Lunch

6K 487 10
                                    


Setelah lima belas menit berkendara, mobil Dave berhenti di depan restoran tidak jauh dari RS. Dave membawa Bela ke restoran outdoor bernuansa keluarga dengan kolam ikan di tengah-tengah pondoknya.

Bela tersenyum merasakan angin sepoi menerpa wajahnya. Beberapa kali bersama Dave, dia selalu berada di tempat dimana hembusan angin mudah di rasakan. Dia mencatat dalam kepala. Dave menyukai tempat-tempat dimana angin berhembus kencang.

Dave menggenggam erat tangannya sambil berjalan menuju salah satu pondok lesehan yang kosong. Dave menungguinya membuka sepatu sebelum membuka miliknya sendiri.

"Tadinya aku pikir mau di ajak ke restoran mahal." Ujar Bela mengerling setelah mereka duduk berhadapan.

"Saya nggak suka makanannya." Jawab Dave mengangkat bahu. Masakan rumahan. Ah ya. Dave memang menyukai masakan rumahan. Pikir Bela mengangguk pelan.

"Kamu tidak suka tempatnya?" Tanya Dave.

Bela menggeleng. "Cuma sedikit heran." Jawabnya tersenyum lalu membuka buku menu yang sudah tersedia di meja saat pelayan datang.

Bela memesan nasi ayam rica-rica dan ice lemon tea, sementara Dave hanya memesan secangkir kopi. Katanya dia baru selesai meeting, makan siangnya sekalian di pertemuan itu.

"Enak?" tanya Dave setelah Bela menyantap makanannya.

Wanita itu mengangguk. "Kamu mau?" tanyanya menyendokkan nasinya lalu menyodorkannya ke Dave. Pria itu menggeleng dan langsung beralih meneguk kopi sambil meliriknya.

Bela nyaris tertawa. Dave pasti seperti kebanyakan pria dewasa lainnya yang menolak di suapi pacar di depan umum. Dia sendiri menganggap tingkahnya seperti anak ABG yang baru pacaran.
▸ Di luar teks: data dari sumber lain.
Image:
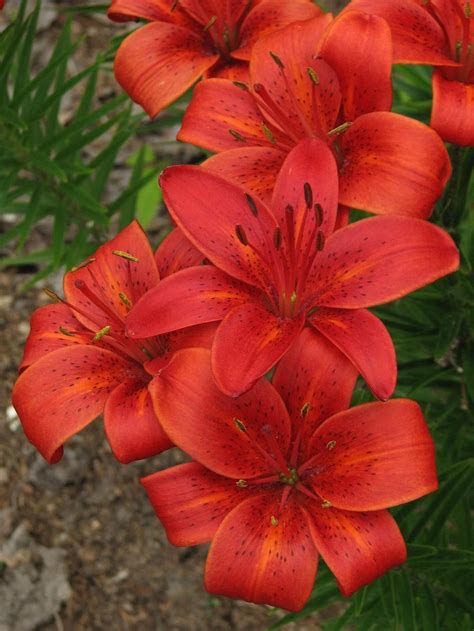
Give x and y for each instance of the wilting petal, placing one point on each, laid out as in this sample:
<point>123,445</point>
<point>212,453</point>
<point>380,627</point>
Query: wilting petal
<point>52,327</point>
<point>191,501</point>
<point>313,373</point>
<point>377,260</point>
<point>417,37</point>
<point>222,116</point>
<point>248,343</point>
<point>193,296</point>
<point>311,163</point>
<point>382,455</point>
<point>357,547</point>
<point>118,282</point>
<point>255,168</point>
<point>392,164</point>
<point>252,559</point>
<point>202,421</point>
<point>194,195</point>
<point>176,253</point>
<point>159,62</point>
<point>452,114</point>
<point>61,393</point>
<point>131,426</point>
<point>366,85</point>
<point>272,15</point>
<point>365,341</point>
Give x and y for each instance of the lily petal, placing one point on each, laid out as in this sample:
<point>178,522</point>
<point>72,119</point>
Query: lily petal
<point>383,456</point>
<point>131,426</point>
<point>226,435</point>
<point>248,343</point>
<point>357,547</point>
<point>365,86</point>
<point>392,164</point>
<point>252,559</point>
<point>380,259</point>
<point>157,63</point>
<point>203,293</point>
<point>365,341</point>
<point>255,168</point>
<point>315,380</point>
<point>191,501</point>
<point>64,391</point>
<point>453,105</point>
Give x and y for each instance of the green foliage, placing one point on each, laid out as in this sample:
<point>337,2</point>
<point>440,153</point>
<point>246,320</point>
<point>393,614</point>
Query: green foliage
<point>58,169</point>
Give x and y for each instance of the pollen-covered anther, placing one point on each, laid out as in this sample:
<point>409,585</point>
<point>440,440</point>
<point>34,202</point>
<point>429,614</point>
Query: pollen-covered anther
<point>100,334</point>
<point>125,255</point>
<point>240,234</point>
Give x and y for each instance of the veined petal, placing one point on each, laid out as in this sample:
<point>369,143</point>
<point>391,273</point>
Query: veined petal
<point>392,164</point>
<point>193,296</point>
<point>315,380</point>
<point>222,116</point>
<point>382,455</point>
<point>252,559</point>
<point>191,501</point>
<point>254,168</point>
<point>175,253</point>
<point>157,63</point>
<point>452,113</point>
<point>248,343</point>
<point>131,426</point>
<point>272,15</point>
<point>364,78</point>
<point>417,37</point>
<point>52,327</point>
<point>64,391</point>
<point>311,163</point>
<point>357,547</point>
<point>379,259</point>
<point>194,195</point>
<point>119,273</point>
<point>225,435</point>
<point>365,341</point>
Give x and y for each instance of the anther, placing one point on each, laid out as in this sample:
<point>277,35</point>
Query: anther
<point>276,59</point>
<point>65,331</point>
<point>277,238</point>
<point>241,236</point>
<point>318,211</point>
<point>305,410</point>
<point>100,334</point>
<point>320,241</point>
<point>240,425</point>
<point>237,135</point>
<point>125,255</point>
<point>313,76</point>
<point>308,194</point>
<point>252,204</point>
<point>211,22</point>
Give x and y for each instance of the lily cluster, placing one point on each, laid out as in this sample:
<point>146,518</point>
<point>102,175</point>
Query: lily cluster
<point>240,340</point>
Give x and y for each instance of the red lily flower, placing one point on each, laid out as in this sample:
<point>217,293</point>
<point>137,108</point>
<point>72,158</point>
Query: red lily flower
<point>189,38</point>
<point>281,268</point>
<point>285,473</point>
<point>304,84</point>
<point>438,33</point>
<point>78,361</point>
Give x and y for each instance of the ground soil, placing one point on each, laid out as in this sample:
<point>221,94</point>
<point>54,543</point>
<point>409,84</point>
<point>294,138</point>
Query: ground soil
<point>80,546</point>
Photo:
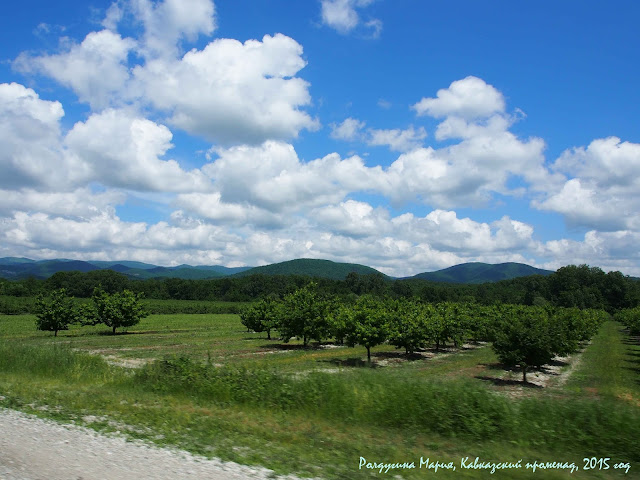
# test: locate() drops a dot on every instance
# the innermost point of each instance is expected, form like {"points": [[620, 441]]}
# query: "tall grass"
{"points": [[52, 361], [448, 408]]}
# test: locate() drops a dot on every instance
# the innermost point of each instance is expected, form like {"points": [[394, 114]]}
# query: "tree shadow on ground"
{"points": [[351, 363], [289, 347], [500, 382], [411, 357]]}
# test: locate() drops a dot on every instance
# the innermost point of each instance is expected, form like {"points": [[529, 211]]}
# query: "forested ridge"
{"points": [[579, 286]]}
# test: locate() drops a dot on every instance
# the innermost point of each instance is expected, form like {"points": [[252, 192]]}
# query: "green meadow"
{"points": [[201, 382]]}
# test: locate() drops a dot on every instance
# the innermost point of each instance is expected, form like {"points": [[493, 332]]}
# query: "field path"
{"points": [[35, 449]]}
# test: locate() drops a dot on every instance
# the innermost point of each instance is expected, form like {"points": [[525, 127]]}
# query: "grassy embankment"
{"points": [[271, 404]]}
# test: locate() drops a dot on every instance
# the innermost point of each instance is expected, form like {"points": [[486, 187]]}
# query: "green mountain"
{"points": [[312, 268], [476, 272], [17, 268], [42, 268]]}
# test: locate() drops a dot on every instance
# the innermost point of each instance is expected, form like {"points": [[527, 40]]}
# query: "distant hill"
{"points": [[43, 268], [476, 272], [17, 268], [14, 268], [312, 268]]}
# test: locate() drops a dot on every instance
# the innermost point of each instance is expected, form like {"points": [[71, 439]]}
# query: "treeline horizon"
{"points": [[578, 286]]}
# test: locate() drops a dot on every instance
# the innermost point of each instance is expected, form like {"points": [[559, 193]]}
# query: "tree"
{"points": [[367, 324], [55, 314], [306, 315], [408, 326], [118, 310], [522, 337], [262, 317]]}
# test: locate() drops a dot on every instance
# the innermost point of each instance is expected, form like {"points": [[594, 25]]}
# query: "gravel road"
{"points": [[35, 449]]}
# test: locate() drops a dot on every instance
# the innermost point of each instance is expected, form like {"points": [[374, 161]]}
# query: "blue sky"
{"points": [[406, 135]]}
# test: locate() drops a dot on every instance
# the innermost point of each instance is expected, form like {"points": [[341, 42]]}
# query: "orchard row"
{"points": [[522, 336]]}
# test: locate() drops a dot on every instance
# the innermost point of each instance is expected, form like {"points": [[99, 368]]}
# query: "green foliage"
{"points": [[305, 314], [119, 310], [630, 318], [263, 316], [408, 325], [367, 324], [55, 313], [522, 337]]}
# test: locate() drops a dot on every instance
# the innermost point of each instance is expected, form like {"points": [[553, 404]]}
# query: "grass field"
{"points": [[207, 385]]}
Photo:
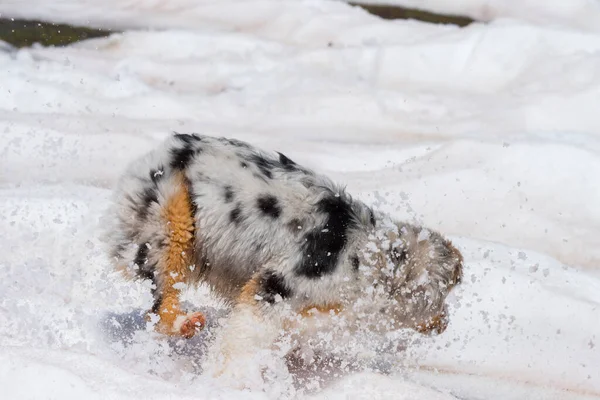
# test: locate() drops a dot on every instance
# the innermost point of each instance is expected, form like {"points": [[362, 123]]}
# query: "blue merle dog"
{"points": [[272, 238]]}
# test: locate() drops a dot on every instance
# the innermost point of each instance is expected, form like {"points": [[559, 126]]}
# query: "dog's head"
{"points": [[414, 271]]}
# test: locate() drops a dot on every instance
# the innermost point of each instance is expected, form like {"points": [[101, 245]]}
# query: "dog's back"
{"points": [[248, 208]]}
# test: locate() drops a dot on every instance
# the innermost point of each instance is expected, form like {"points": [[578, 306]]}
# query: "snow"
{"points": [[488, 134]]}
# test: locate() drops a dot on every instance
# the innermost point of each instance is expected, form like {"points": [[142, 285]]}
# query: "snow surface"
{"points": [[489, 134]]}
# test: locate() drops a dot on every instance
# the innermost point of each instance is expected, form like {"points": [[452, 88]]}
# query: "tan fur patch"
{"points": [[249, 291], [174, 267], [437, 324], [321, 309]]}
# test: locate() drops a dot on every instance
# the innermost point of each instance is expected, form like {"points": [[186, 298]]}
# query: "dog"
{"points": [[274, 239]]}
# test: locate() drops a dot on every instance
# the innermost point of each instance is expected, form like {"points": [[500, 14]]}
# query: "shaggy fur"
{"points": [[271, 237]]}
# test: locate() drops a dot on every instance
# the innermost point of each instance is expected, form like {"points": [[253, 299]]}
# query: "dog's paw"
{"points": [[188, 325]]}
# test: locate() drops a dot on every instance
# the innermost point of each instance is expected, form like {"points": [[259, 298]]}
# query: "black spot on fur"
{"points": [[272, 284], [141, 256], [188, 138], [157, 174], [264, 165], [269, 205], [228, 194], [235, 215], [372, 217], [148, 196], [181, 157], [355, 262], [322, 246], [234, 142], [295, 225], [286, 163]]}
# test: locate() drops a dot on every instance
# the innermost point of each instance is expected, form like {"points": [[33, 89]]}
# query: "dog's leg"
{"points": [[173, 268], [243, 349]]}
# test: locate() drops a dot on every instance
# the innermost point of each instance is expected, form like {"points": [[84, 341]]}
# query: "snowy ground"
{"points": [[490, 134]]}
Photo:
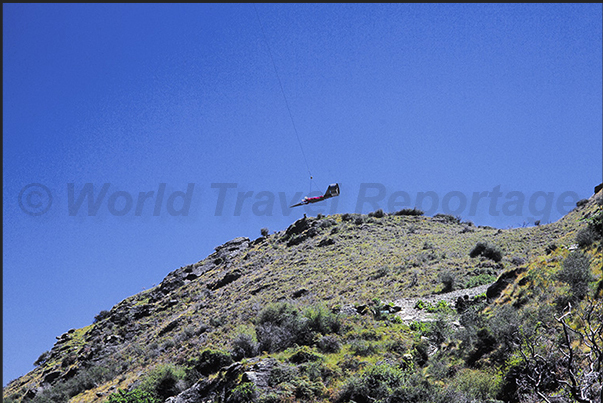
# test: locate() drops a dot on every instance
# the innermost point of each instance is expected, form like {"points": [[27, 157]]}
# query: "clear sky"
{"points": [[136, 138]]}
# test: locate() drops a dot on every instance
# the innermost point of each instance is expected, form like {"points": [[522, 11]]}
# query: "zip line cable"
{"points": [[284, 96]]}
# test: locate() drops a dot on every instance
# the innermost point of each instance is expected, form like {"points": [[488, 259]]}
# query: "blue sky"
{"points": [[392, 101]]}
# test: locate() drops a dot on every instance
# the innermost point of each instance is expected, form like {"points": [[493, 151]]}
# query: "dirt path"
{"points": [[410, 314]]}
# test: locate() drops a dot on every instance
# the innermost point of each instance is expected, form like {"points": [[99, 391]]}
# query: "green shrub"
{"points": [[304, 354], [410, 211], [329, 344], [447, 218], [375, 384], [487, 251], [133, 396], [448, 281], [101, 315], [478, 385], [164, 382], [478, 280], [244, 393], [42, 358], [377, 214], [243, 346], [210, 362], [281, 374], [576, 273], [585, 237], [281, 325], [322, 320], [362, 348]]}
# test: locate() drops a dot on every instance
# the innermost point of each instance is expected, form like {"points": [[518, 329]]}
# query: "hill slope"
{"points": [[345, 285]]}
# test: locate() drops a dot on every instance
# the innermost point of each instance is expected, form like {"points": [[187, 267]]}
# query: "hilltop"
{"points": [[348, 307]]}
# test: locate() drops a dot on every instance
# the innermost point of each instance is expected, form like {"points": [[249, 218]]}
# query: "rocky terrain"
{"points": [[311, 312]]}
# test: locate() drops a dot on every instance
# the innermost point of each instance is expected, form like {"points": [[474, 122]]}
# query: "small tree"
{"points": [[576, 272]]}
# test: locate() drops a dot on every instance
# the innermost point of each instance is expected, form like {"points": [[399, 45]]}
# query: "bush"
{"points": [[375, 384], [280, 326], [576, 273], [210, 362], [447, 218], [101, 315], [362, 348], [585, 237], [478, 249], [447, 279], [321, 320], [478, 385], [164, 382], [377, 214], [244, 393], [282, 373], [329, 344], [487, 251], [42, 358], [243, 346], [304, 354], [410, 211], [481, 279], [133, 396]]}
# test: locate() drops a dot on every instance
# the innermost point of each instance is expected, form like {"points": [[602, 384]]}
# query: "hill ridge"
{"points": [[346, 260]]}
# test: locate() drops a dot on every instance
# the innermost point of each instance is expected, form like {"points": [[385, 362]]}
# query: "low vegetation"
{"points": [[335, 333]]}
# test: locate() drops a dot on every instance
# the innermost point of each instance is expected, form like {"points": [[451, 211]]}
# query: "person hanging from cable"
{"points": [[332, 191]]}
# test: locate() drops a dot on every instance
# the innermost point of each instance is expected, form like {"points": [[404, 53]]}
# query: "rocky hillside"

Sengaja, mau menilai reaksi Dave.

Bela menghabiskan makanannya sedikit lebih cepat tanpa membuka percakapan lagi. Selain karena lapar, dia juga mau segera memulai konsultasi bertema makan siang yang sudah di rencanakannya.

Setelah piringnya nyaris kosong, Bela memperhatikan sekeliling. Tempat dan suasananya lumayan bagus. Beralih menatap Dave, pria itu sedang memandang kearah kolam ikan sambil megang secangkir kopi. Dave juga punya minuman yang membuatnya lebih rileks. Perfect. Bela meletakkan sendoknya.

"Jadi..." dia sengaja menahan ucapannya menunggu Dave menoleh.

"Apa saja yang kamu lakukan pagi ini?" tanyanya setelah pria itu menoleh.

Kening Dave mengerut samar. "Ke kantor." Jawabnya singkat lalu meneguk kopinya.

"Bisa..lebih detail?" tanya Bela ragu-ragu.

Dave memandangnya sebentar sebelum menahan senyum menyadari Bela sedang mencari tahu kebiasannya. "Minum kopi, memeriksa berkas. Meeting. Dan makan siang dengan kamu." Jawabnya menahan senyum.

"Aah..begitu." Bela mengangguk lalu lanjut bertanya. "Ada yang kamu keluhkan?"

"Maksud kamu?" tanya Dave bingung.

Bela memajukan tubuh. "Iya. barangkali ada yang mengganggu pikiran kamu? Sebagai dokter, mungkin aku bisa bantu cara mengatasinya."

Kerutan di kening Dave semakin dalam. "Kamu tidak sedang mewawancarai pasien saat kita makan siang kan?" ya ampun, Dave menyadarinya. Apa terlalu kentara?

"Karena...Saya bukan pasien kamu." Tangan Dave terulur membetulkan poninya. Ah ya, dia lupa harus bersikap bukan sebagai dokter saat bersama pria itu.

"Hm—ya. serasa konsultasi ya." Bela tersenyum canggung sambil menarik rambut kebelakang telinga. oke, ganti topik.

"Oh ya. Kamu waktu itu bilang, pernah tahu PTSD kan?" tanya Bela kemudian. Raut wajah Dave langsung berubah tidak nyaman sebelum mengangguk.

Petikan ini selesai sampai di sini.